Much of the future construction growth in Australia will be enhanced by the improving economy & increased government spending on public facilities, housing & infrastructure projects.
Among the developed OECD countries, Australia has struggled the most from discounted minerals & commodities prices. Australia has avoided an economic slowdown thanks in some part to decent growth in the private housing & commercial construction sectors. Skilled labor availability has picked up substantially, salaries & hourly wage rates are forecast to remain stable or moderate slightly in 2020.
Low commodity mineral prices will continue to stymie the Australia economy & construction sector. Australian construction (L&M) inflation is forecast to be in the 2.2% to 2.5% range for the balance of 2019. Australia is seeing start of a number of major highway, railroad, airports, port expansions, power & other infrastructure related projects, with a number of these projects mobilizing & going to the field in the 4th Q of 2019.
Australia’s GDP is forecast to grow in the 2.2% to 2.5% range for the 4th Q of 2019. Unemployment in 2019 is forecast to be in the 4.1% to 5.1% range. Inflation is projected to be in the 2.3% to 2.6% range for the remainder of 2019.
It appears that the majority of the “mega” LNG projects are just about completed (Wheatstone, Pluto, Gorgon etc.), these projects employed tens of thousands of construction related workers.
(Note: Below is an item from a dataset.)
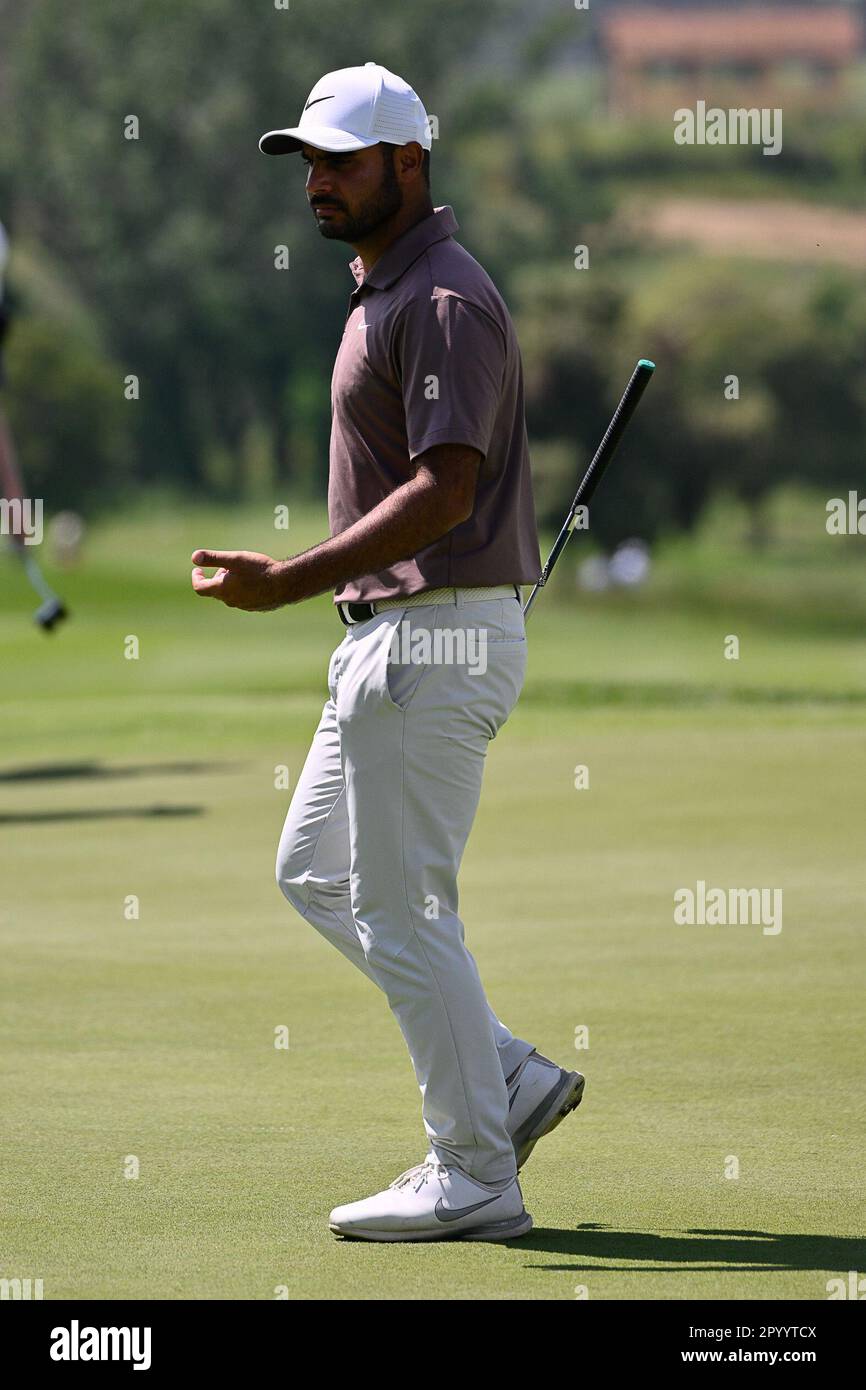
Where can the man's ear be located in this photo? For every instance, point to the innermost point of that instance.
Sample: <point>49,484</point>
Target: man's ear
<point>410,160</point>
In the last six months there have been some major Oil & Gas CAPEX projects given the “green light” to proceed.
The New Zealand construction sector continues to experience positive growth as we move into 2020. There is a huge demand single family home and apartments. Look for this situation to continue for the next twelve months. New Zealand construction inflation is forecast to be in the 1.9% to 2.4% range for the balance of 2019. New Zealand’s GDP is forecast to grow in the 2.2% to 2.5% range in 2020, New Zealand unemployment in 2019 is forecast to be in the 2.6% to 3.4% range. Latest word is that the construction industry is expected to have an average year in 2020. The recent Christchurch mosque attacks is something that New Zealand has never experienced, look for increased spending on beefing up infrastructure / security related systems.